0:41 I stumble upon Secret Squirrel! I loved his cartoons as a kid! He's being arrested for robbing Harvey's office. "No! Wait! I don't do well in tight spaces with lonely men," he says as he's taken off. So long cherished childhood memories.

0:45 "X the Eliminator" lost his death ray -- the huge, desk-sized death ray sitting in front of my window. This is a running gag on the show, but even if you haven't seen it's kind of funny.

0:48 Magilla Gorilla is also connected with the crime through a discarded coffee cup. Also: Secret Squirrel is a convicted flasher. More as it develops.

0:50 Secret Squirrel's boxers have acorns on them. More as it develops.

0:51 Through an odd turn of events, Birdman is going to try both Magilla and Secret for the same crime. I have to keep telling myself to stop expecting legal accuracy here. This isn't "Law & Order," after all.

0:53 Due to some wacky, well-written shenanigans, I'm now defending both Secret and Magilla against the charge that they robbed my office. Whatever.

0:56 My first stumper. I have to pick out the evidence that clears Secret Squirrel, but everything I have seems to implicate him or be relatively useless. I only get five wrong answers before ... I lose the case? I don't know what happens when I run out of chances, actually. Maybe we'll find out.

0:57 Nope. I finally pick right and in the process send Secret Squirrel into a prophylactic peanut shock. My childhood memories continue to be defaced, but it ends up getting him off the charges. Next up is my defense of Magilla.

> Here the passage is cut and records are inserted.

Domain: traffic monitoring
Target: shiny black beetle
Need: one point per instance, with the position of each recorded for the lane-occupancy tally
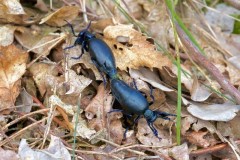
(133, 102)
(99, 51)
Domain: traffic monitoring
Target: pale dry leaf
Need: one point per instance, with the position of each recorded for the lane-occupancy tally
(235, 61)
(179, 152)
(12, 67)
(57, 18)
(146, 136)
(186, 123)
(8, 154)
(116, 131)
(55, 100)
(42, 73)
(7, 35)
(148, 76)
(46, 77)
(192, 123)
(85, 59)
(219, 19)
(199, 92)
(25, 100)
(186, 76)
(214, 112)
(234, 74)
(133, 8)
(100, 104)
(132, 50)
(82, 128)
(55, 151)
(231, 128)
(197, 138)
(35, 36)
(48, 42)
(77, 83)
(11, 11)
(11, 7)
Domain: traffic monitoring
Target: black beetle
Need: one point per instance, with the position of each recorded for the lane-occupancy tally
(133, 102)
(99, 51)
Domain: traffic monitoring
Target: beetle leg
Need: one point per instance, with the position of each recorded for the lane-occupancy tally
(134, 84)
(125, 133)
(164, 115)
(136, 119)
(155, 132)
(115, 110)
(97, 66)
(70, 25)
(151, 93)
(69, 47)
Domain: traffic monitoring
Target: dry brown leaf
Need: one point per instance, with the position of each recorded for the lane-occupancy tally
(137, 51)
(40, 71)
(146, 136)
(100, 104)
(198, 138)
(148, 76)
(178, 152)
(68, 85)
(116, 131)
(57, 18)
(55, 149)
(12, 67)
(7, 35)
(8, 154)
(85, 59)
(38, 40)
(231, 128)
(11, 11)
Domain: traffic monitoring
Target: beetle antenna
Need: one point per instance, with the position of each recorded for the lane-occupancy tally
(89, 24)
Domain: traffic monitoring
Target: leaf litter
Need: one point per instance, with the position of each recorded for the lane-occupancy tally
(32, 57)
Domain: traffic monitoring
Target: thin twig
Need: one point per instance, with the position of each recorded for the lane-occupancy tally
(233, 3)
(54, 118)
(203, 61)
(20, 132)
(24, 116)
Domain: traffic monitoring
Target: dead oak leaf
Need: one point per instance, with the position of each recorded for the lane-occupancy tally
(132, 50)
(12, 67)
(57, 18)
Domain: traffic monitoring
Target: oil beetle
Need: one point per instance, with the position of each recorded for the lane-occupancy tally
(134, 102)
(100, 53)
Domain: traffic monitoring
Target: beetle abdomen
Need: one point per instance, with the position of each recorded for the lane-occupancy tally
(131, 100)
(103, 56)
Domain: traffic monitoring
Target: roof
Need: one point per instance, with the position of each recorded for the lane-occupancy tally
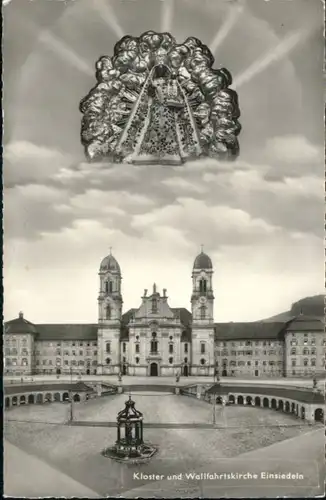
(67, 331)
(20, 325)
(305, 323)
(302, 395)
(202, 261)
(252, 330)
(183, 314)
(109, 263)
(17, 389)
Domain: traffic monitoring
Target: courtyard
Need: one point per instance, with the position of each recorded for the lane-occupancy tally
(41, 431)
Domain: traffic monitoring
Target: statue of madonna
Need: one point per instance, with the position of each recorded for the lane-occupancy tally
(161, 128)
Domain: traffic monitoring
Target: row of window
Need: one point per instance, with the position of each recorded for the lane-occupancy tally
(305, 351)
(306, 342)
(271, 352)
(81, 362)
(58, 352)
(13, 351)
(249, 343)
(153, 345)
(251, 363)
(15, 362)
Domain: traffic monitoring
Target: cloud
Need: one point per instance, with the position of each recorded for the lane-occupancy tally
(264, 235)
(293, 149)
(25, 162)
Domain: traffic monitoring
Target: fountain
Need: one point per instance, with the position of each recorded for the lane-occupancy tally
(130, 446)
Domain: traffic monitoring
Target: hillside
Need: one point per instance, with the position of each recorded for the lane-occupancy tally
(309, 306)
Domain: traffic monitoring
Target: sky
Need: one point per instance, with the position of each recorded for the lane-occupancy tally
(260, 218)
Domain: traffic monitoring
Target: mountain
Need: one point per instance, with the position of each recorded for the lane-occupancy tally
(309, 306)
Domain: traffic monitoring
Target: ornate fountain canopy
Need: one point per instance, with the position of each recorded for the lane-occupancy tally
(129, 413)
(149, 76)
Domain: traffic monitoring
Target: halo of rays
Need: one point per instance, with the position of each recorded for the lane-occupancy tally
(106, 13)
(167, 15)
(232, 18)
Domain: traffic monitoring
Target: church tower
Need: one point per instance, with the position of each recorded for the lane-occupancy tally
(202, 308)
(109, 316)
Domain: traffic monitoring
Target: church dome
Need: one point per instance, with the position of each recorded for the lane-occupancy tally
(20, 325)
(109, 263)
(202, 261)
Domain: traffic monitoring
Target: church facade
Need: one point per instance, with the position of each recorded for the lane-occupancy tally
(156, 339)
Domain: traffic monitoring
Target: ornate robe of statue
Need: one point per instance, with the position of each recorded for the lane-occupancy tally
(161, 128)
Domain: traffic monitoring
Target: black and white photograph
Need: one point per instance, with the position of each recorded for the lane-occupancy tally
(163, 257)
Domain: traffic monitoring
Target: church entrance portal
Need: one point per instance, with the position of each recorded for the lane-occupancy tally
(153, 370)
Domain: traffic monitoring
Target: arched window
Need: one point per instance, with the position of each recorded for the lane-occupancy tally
(203, 285)
(154, 344)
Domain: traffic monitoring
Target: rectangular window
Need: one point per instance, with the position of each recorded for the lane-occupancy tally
(154, 346)
(154, 305)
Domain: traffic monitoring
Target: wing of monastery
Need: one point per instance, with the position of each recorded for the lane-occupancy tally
(158, 340)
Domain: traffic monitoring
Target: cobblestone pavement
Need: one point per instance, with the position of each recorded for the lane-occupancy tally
(76, 451)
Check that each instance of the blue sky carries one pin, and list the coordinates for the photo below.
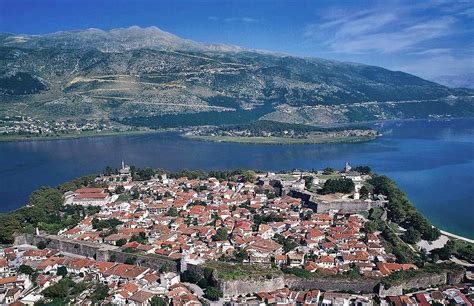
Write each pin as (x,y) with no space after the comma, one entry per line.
(426,38)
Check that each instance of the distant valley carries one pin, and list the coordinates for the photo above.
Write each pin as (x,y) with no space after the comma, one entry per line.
(144,77)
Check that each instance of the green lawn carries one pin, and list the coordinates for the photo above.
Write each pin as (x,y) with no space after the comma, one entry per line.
(228,271)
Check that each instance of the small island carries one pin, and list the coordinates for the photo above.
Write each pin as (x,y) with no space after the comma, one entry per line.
(271,132)
(140,236)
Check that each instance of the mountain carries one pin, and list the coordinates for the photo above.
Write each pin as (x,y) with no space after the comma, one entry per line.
(148,77)
(456,81)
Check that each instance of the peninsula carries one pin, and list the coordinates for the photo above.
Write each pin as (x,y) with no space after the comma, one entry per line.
(271,132)
(131,236)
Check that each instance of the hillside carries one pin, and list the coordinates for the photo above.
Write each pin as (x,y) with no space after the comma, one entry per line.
(148,77)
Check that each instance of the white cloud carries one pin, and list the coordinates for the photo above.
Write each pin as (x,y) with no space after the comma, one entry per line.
(435,51)
(378,30)
(234,19)
(440,65)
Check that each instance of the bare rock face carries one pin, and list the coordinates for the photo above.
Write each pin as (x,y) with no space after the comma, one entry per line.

1:01 Correction: Up next is an examination of Birdman-obsessed X the Eliminator's creepy apartment. I'm at a loss for what to do next and my time is up, anyway. Good timing!

Would I play this game for more than an hour? Yes.

Why? My proclivity for the humor and the classic Hanna-Barbera characters is enough to get me through the somewhat tedious "gameplay." Your mileage may vary.

This column was based on a copy of the game rented from GameFly.